封玦每日要跟著寧宗主忙宗門之事,又要特意分出空來照看她,連著數天下來也是疲憊不堪。
這兩天伏魔大典收尾,其他小門小派外出的弟子也都儘數回來了,封玦實在事忙,沒有空閒往玉霞峰的小竹居去。西有翠久等他不來,坐立不安,眼見太陽下墜晚霞彌漫,她心惶惶間再也待不住了。
西有翠強撐著應對了一位表麵探望實際是來看笑話的師姐,戴好遮掩容貌的輕紗冪籬,乘了一隻白鶴往主峰去。
主峰大殿裡不見人,刑法堂也不見人,她又往後山依舊沒見著封玦的影子,緊緊捂住臉問了其他師兄弟,也都是搖搖頭說自己不知。
西有翠便又去後山,往封玦最喜歡的幾個地方去,不想走到溪澗花林邊碰見了寧杳和扶琂二人。
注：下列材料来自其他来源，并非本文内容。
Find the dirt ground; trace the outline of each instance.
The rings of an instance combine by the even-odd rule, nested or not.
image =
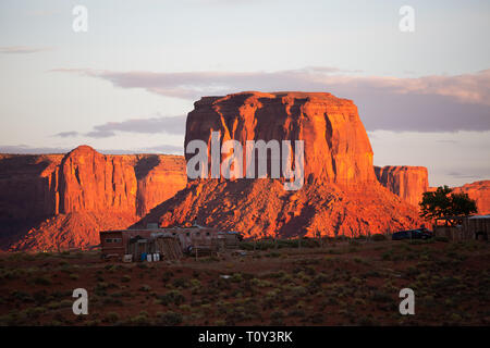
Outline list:
[[[180,262],[0,254],[0,325],[490,325],[485,241],[342,241]],[[75,288],[88,314],[75,315]],[[402,288],[415,314],[402,315]]]

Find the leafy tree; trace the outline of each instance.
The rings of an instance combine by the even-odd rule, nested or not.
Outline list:
[[[420,216],[426,220],[477,213],[476,201],[468,194],[453,194],[448,186],[440,186],[436,191],[424,192]]]

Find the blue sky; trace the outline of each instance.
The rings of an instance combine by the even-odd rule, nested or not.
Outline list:
[[[87,33],[72,29],[77,4]],[[414,33],[399,29],[404,4]],[[0,151],[182,153],[196,98],[301,89],[356,102],[375,164],[488,179],[489,33],[475,0],[3,0]]]

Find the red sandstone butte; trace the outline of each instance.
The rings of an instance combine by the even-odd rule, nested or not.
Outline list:
[[[356,105],[321,92],[241,92],[205,97],[188,114],[185,144],[211,132],[221,140],[304,140],[305,185],[280,179],[194,179],[137,225],[192,222],[246,236],[384,233],[419,226],[415,207],[378,183],[372,149]],[[187,154],[187,160],[193,154]]]
[[[217,130],[221,141],[238,140],[244,153],[246,140],[305,140],[305,181],[345,185],[376,181],[371,145],[352,100],[326,92],[246,91],[204,97],[194,107],[185,146],[200,139],[209,150],[211,132]],[[192,156],[187,153],[186,160]]]
[[[418,207],[422,194],[429,188],[425,166],[375,166],[375,173],[384,187],[415,207]]]
[[[475,182],[453,187],[454,192],[468,194],[477,202],[478,214],[490,214],[490,181]]]
[[[1,248],[57,249],[98,244],[98,231],[124,228],[186,185],[183,157],[0,156]]]

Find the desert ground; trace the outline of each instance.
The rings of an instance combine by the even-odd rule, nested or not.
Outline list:
[[[317,240],[177,262],[0,254],[0,325],[489,325],[485,241]],[[73,289],[88,291],[75,315]],[[415,314],[402,315],[402,288]]]

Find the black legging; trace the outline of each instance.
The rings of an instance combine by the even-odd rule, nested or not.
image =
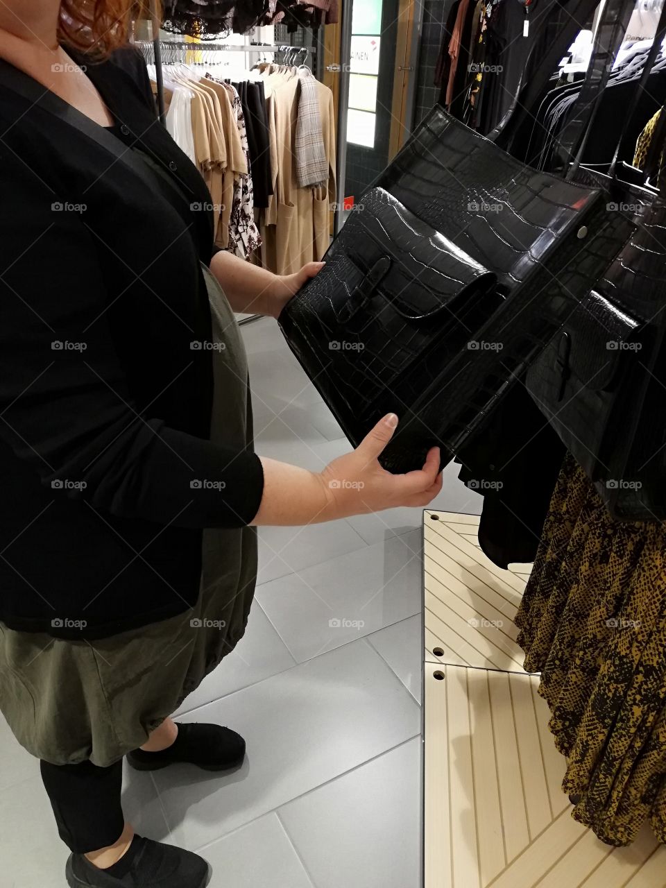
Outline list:
[[[125,825],[122,758],[107,768],[87,761],[79,765],[41,761],[40,767],[58,832],[71,851],[83,854],[118,841]]]

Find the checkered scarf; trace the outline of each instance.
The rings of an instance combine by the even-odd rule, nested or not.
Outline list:
[[[329,161],[321,135],[317,81],[309,68],[298,69],[300,94],[296,123],[296,171],[301,188],[326,185]]]

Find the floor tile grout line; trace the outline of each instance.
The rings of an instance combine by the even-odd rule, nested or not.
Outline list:
[[[391,665],[391,663],[388,662],[388,660],[384,656],[384,654],[380,651],[378,651],[377,649],[377,647],[375,647],[375,646],[370,641],[369,635],[364,636],[363,637],[363,640],[368,643],[368,646],[370,648],[370,650],[374,654],[377,654],[377,655],[380,658],[380,660],[382,661],[382,662],[386,666],[386,669],[388,669],[388,670],[391,672],[391,674],[395,678],[398,679],[398,681],[400,682],[400,687],[408,694],[408,695],[411,697],[411,699],[416,702],[416,706],[418,706],[418,708],[421,709],[421,702],[419,700],[417,700],[417,698],[412,694],[412,692],[409,690],[409,688],[407,686],[407,685],[404,683],[404,681],[400,678],[400,677],[395,671],[395,670]],[[418,662],[419,662],[419,678],[420,678],[420,673],[421,673],[421,670],[420,670],[421,658],[420,657],[419,657]],[[419,682],[419,686],[420,686],[420,682]]]
[[[347,524],[349,523],[346,519],[340,519],[339,520],[344,520]],[[420,527],[418,525],[416,525],[416,527],[409,527],[408,530],[404,531],[404,533],[402,533],[402,534],[394,534],[392,536],[389,536],[388,540],[377,540],[376,543],[367,543],[363,539],[363,537],[361,535],[361,534],[358,532],[358,530],[356,530],[355,527],[352,527],[352,525],[349,525],[349,526],[350,526],[350,527],[352,527],[352,530],[353,530],[353,532],[356,534],[356,535],[361,538],[361,540],[362,541],[362,543],[365,545],[366,549],[371,549],[373,546],[385,545],[387,542],[389,542],[389,541],[391,541],[392,539],[399,539],[401,536],[406,536],[408,534],[413,533],[415,530],[419,530],[419,531],[421,530]],[[407,543],[405,543],[405,544],[407,545]],[[414,555],[419,554],[419,551],[416,551],[414,549],[411,549],[410,546],[408,546],[408,549],[410,549],[412,554],[414,554]],[[282,551],[282,550],[281,550],[281,551]],[[277,583],[278,580],[285,580],[288,576],[299,576],[301,573],[303,573],[303,572],[305,572],[306,570],[313,570],[315,567],[322,567],[325,565],[329,564],[331,561],[336,561],[336,560],[337,560],[337,559],[346,558],[349,555],[354,555],[356,552],[360,552],[360,551],[363,551],[363,547],[362,546],[359,546],[358,549],[352,549],[348,552],[341,552],[339,555],[334,555],[332,558],[324,559],[323,561],[317,561],[316,564],[308,565],[306,567],[298,567],[296,570],[289,570],[289,571],[288,571],[288,573],[283,574],[281,576],[274,576],[274,577],[273,577],[270,580],[262,580],[261,583],[257,583],[257,589],[258,590],[262,586],[267,586],[270,583]],[[423,549],[422,548],[420,549],[420,553],[423,555]],[[275,557],[279,557],[279,553]],[[286,564],[287,562],[285,561],[284,563]]]
[[[311,789],[306,789],[305,792],[300,793],[298,796],[294,796],[293,798],[287,799],[286,802],[281,802],[280,805],[275,805],[274,808],[271,808],[269,811],[264,811],[262,813],[258,814],[257,817],[253,817],[251,821],[248,821],[247,823],[241,823],[239,826],[235,827],[234,829],[230,830],[228,833],[225,833],[223,836],[218,836],[217,838],[213,839],[211,842],[207,842],[205,844],[200,845],[195,848],[196,853],[200,853],[210,848],[210,845],[217,844],[218,842],[221,842],[222,839],[228,838],[229,836],[233,836],[234,833],[243,829],[245,827],[250,826],[251,823],[256,823],[257,821],[261,820],[262,817],[266,817],[268,814],[276,814],[281,808],[286,808],[288,805],[292,805],[294,802],[297,802],[301,798],[305,798],[305,796],[310,796],[313,792],[318,792],[324,787],[329,786],[329,783],[334,783],[337,780],[341,780],[343,777],[347,777],[353,773],[354,771],[359,771],[361,768],[365,767],[367,765],[371,765],[372,762],[377,761],[381,758],[382,756],[386,756],[390,752],[393,752],[395,749],[399,749],[401,746],[405,746],[407,743],[410,743],[413,740],[416,738],[421,738],[421,732],[418,731],[417,733],[412,734],[410,737],[401,740],[400,743],[396,743],[395,746],[391,746],[387,749],[384,749],[382,752],[378,752],[376,756],[372,756],[370,758],[366,759],[363,762],[359,762],[358,765],[354,765],[353,768],[349,768],[347,771],[342,771],[339,774],[336,774],[335,777],[329,778],[329,780],[324,781],[323,783],[318,783],[317,786],[311,787]]]
[[[307,865],[305,864],[305,860],[304,860],[301,852],[298,851],[298,848],[297,847],[295,840],[289,835],[289,831],[287,829],[287,825],[284,823],[284,821],[282,821],[282,818],[280,816],[280,809],[279,808],[275,809],[275,817],[277,818],[278,823],[281,827],[282,832],[286,836],[287,841],[289,842],[289,845],[291,846],[291,849],[294,852],[294,854],[296,855],[297,860],[298,860],[298,862],[300,863],[300,865],[303,867],[303,871],[305,872],[305,876],[307,876],[307,879],[308,879],[310,884],[312,885],[312,888],[317,888],[317,883],[316,883],[316,881],[314,879],[314,876],[310,872],[310,869],[308,868]]]
[[[157,781],[155,779],[155,773],[151,773],[149,776],[150,776],[150,781],[153,784],[153,789],[155,789],[157,804],[160,805],[160,811],[162,812],[162,818],[164,821],[164,825],[167,829],[166,834],[169,836],[173,832],[173,830],[171,829],[171,825],[169,822],[169,817],[167,815],[166,806],[164,805],[164,802],[163,801],[160,790],[157,788]]]
[[[257,603],[261,607],[260,603],[258,601]],[[262,609],[262,611],[264,611],[263,607],[261,609]],[[391,629],[392,626],[397,626],[399,623],[404,622],[406,620],[412,620],[415,616],[421,615],[421,613],[422,613],[421,611],[417,611],[416,614],[409,614],[408,616],[401,617],[400,620],[396,620],[394,622],[390,622],[390,623],[388,623],[385,626],[381,626],[379,629],[373,630],[373,631],[372,632],[369,632],[368,635],[361,635],[361,636],[360,636],[358,638],[350,638],[349,641],[345,641],[344,644],[338,645],[337,647],[331,647],[330,650],[329,650],[329,651],[322,651],[321,654],[318,654],[316,656],[309,657],[307,660],[297,661],[296,658],[294,657],[293,654],[291,653],[291,650],[289,649],[289,646],[284,641],[284,639],[282,638],[282,637],[278,632],[277,629],[275,629],[275,626],[271,622],[270,617],[268,617],[268,614],[266,614],[266,611],[264,611],[264,614],[266,614],[266,618],[268,619],[268,622],[271,623],[271,626],[277,632],[278,638],[282,642],[282,644],[284,645],[284,646],[287,648],[287,651],[288,651],[289,656],[292,658],[292,660],[295,661],[295,662],[292,663],[291,666],[288,666],[286,669],[280,670],[279,672],[274,672],[272,675],[267,675],[264,678],[258,678],[257,681],[252,681],[249,685],[243,685],[242,687],[237,687],[234,691],[229,691],[228,694],[222,694],[221,697],[216,697],[214,700],[209,700],[205,703],[200,703],[198,706],[194,706],[191,710],[183,710],[181,712],[178,712],[178,718],[180,716],[190,715],[191,713],[195,712],[197,710],[203,709],[204,706],[210,706],[212,703],[218,703],[222,700],[226,700],[227,697],[234,696],[234,694],[240,694],[242,691],[247,691],[250,687],[255,687],[257,685],[260,685],[263,681],[270,681],[271,678],[276,678],[280,675],[284,675],[285,672],[291,671],[292,669],[296,669],[297,666],[305,666],[305,663],[313,663],[316,660],[318,660],[320,657],[326,656],[328,654],[332,654],[334,651],[339,651],[341,648],[346,647],[347,645],[353,645],[357,641],[362,641],[364,639],[369,638],[370,637],[370,635],[375,635],[377,632],[383,632],[385,629]],[[372,645],[371,646],[372,646],[373,650],[377,651],[377,648],[375,647],[374,645]],[[377,653],[379,653],[379,652],[377,651]],[[381,654],[379,654],[379,655],[381,656]],[[384,658],[382,658],[382,659],[384,659]],[[219,668],[220,668],[220,666],[217,667],[217,669],[219,669]],[[215,670],[213,670],[213,671],[215,671]],[[403,686],[403,687],[404,687],[404,686]],[[407,688],[406,688],[406,690],[407,690]],[[409,692],[408,691],[408,693],[409,693]]]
她反射性躲在花樹後麵遮擋住自己,現在這副垂垂老矣的容貌,她並不想和寧杳撞上,徒增羞辱。
寧杳是出來找東西吃的,天衍宗內門弟子辟穀不用吃食更無灶台,外門弟子的食坊又隻在固定鐘點提供一日三餐,而且還定份定量的,實在填不飽肚子。
花花草草倒是隨處都有的,可寧杳暫時有些膩了味兒,百般無奈之下隻好自己出門覓食,動手整些吃的。
這處溪澗中有不少遊魚,多數是兩個巴掌長,看起來挺有分量,她抓了兩三條,慢吞吞去鱗除腮剖去內臟,再細心地抹了些隨身攜帶的調味料,架了火堆烤著吃。
沒多久就有撲鼻而來的香氣,她也顧不得燙就咬了一口。
扶琂替她拿著另兩條烤魚,搖搖頭,“看來是真的餓壞了。”
寧杳坐在旁邊,與他肩靠著肩,聞言轉過眼在他臉上親了一口,徐徐道:“乖乖,你要不要來點兒?”
扶琂擦了擦臉,“……換個稱呼。”聽起來未免也太羞人了些。
寧杳:“好吧,前輩。”
扶琂聽完看了她一眼,心想:說換就換,以前不見這麼乖的。
寧杳倒不知他在想什麼,她沒功夫再出聲兒了,專心咬著魚肉,滿足地眯了眯眼。
吃完了魚,兩人也不想回去,便坐在溪澗邊看了會兒夕陽。
白鶴姿影徘徊,紅霞漫漫滿天。
相互依靠的人也被鍍上了一層燦燦霞光。